For a long time use has been made in various industries of cultures of microorganisms such as bacteria or the like, which dispersed in an aqueous medium enriched to varying degrees with ionized or non-ionized minerals, feed on an organic or inorganic substrate under well-defined operating conditions (with regard to aeration, temperature, pH, etc) to effect a number of transformations by assimilation and metabolization. For example, according to a now-classic method of waste-water treatment, microorganisms are used to digest pollutants either in the form of sludges activated in fermentation basins or tanks or in the form of bacterial beds where the zoogloeas, composed of microorganisms or the like, are retained on a fixed substrate serving as a filtration bed for the water to be purified.

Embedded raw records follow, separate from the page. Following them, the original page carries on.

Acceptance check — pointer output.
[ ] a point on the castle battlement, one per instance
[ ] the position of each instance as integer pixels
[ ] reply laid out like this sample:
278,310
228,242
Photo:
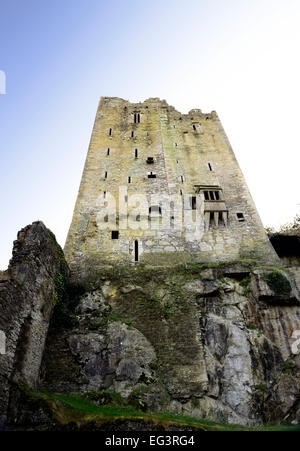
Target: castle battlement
194,203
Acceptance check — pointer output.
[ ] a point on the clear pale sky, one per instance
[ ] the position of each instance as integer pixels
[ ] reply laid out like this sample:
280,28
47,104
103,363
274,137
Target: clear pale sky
238,57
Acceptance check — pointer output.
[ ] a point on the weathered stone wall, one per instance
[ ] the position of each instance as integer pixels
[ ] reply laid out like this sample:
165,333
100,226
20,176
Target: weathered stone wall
211,342
192,146
27,296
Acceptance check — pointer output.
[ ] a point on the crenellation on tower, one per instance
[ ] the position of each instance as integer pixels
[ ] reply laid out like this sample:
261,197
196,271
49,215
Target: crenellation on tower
151,150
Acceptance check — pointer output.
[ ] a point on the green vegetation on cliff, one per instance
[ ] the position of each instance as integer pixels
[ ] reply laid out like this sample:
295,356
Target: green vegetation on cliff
79,412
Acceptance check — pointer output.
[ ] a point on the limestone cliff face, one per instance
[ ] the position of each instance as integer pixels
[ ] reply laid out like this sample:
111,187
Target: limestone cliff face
210,341
27,296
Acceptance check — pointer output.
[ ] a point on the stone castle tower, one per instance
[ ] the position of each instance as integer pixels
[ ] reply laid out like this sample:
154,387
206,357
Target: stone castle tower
152,150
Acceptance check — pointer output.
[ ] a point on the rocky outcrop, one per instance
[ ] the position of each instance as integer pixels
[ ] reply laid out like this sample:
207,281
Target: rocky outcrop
28,291
207,342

In this process of the bacterial bed type, it is usual to employ, as the fixed substrate, hydrated-silicate-based materials such as in particular natural or artificial pozzolanas or the like. The specificity of the species of microorganism adhering to the substrate is a function of the aqueous medium to be treated and of the nutrients the latter contains. In practice, it is desirable to maximize use of the active living mass or biomass, which needs a certain number of elements to support its growth, in particular nitrogen, phosphorus, and metals such as potassium, sodium, calcium, magnesium, manganese, etc. These elements are however not often found together in the pollutants of a given water. It is then very difficult to ensure that the various species contacting a given medium have an optimum growth rate.
Hence the problem arises of developing and having available a bacterial bed where all the species of microorganisms normally used always enjoy a maximum growth rate and where the biomass is fully retained and uniformly distributed on the filtration bed.